弁護士活動日誌

外国人の労働者問題

 「日本は戦後一貫して単純労働者の入国を禁じてきた。しかし、裏口が二つある。一つは日系ブラジル・ペルー人(35万人)。彼らは日系人とその家族という身分で取得しているため、就労の制限がなく、全国各地の自動車、電気、食品関連の工場で単純労働している。この親に連れてこられた南米の子どもたちは言語の壁から日本の教育についていけず、10代から親と同じ工場で単純労働に就くケースが多い。もう一つは中国人などの研修生・実習生(10万人)。国が定めた研修・実習制度は本来、日本で覚えた技能・スキルを母国で生かしてもらうという趣旨だが、実態はアパレル工場など中小企業が低賃金な労働力を確保するために働かされている。違法な残業や賃金未払いから毎年1000人を超える外国人研修・実習生が失踪、告発も相次いでいる」(週間東洋経済2006.9.16)。

 私は、2007年2月に予定されている民主法律協会主催の権利討論集会において、外国人労働者問題を取り上げる部会の実行委員になり、現在準備を進めている。ニューカマーが増加する中、その労働者問題も深刻となってきており、その現状を把握してもらい問題意識を共有することを目的としている。かかる問題について議論する際、「日本人だけでも大変なのに、外国人のことをとやかく議論している暇はない」とか「そんなに環境が悪ければ本国に帰ったら良い」といった話を聞くことがある。しかし、当然あるべき権利が保障されていない外国人労働者の現状の問題と、政策的な議論は別の次元にあり、前者を理解し問題を解決する努力をする必要は既に緊迫した状況にある。主要な労働法規には、国籍や人種による差別を明確に禁止する規定が存在している。このように、法制度上は外国人労働者と日本人労働者との平等取扱いは徹底していることを再認識しなければならない。  外国人の労働者問題と同時に深刻なのは、外国人の子どもの教育環境である。
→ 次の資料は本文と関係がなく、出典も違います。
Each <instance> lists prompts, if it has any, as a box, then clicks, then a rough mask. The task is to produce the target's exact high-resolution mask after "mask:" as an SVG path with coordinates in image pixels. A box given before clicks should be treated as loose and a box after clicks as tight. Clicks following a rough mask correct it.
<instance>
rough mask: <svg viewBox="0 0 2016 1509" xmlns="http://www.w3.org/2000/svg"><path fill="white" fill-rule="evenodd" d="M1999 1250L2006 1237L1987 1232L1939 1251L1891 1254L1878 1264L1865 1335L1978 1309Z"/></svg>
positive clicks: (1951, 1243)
ブラジル人の集住都市である岐阜県可児市を調査したところ、可児市に住民登録する子どもの不就学率は実に1割に上り、これは日本人の不就学率の100倍に相当するとのことであった。労働問題は、人間生活のすべてに関係していることを改めて感じさせられる。今後も在日外国人が有する諸問題について、積極的に取り上げ関わって行けたらと思う。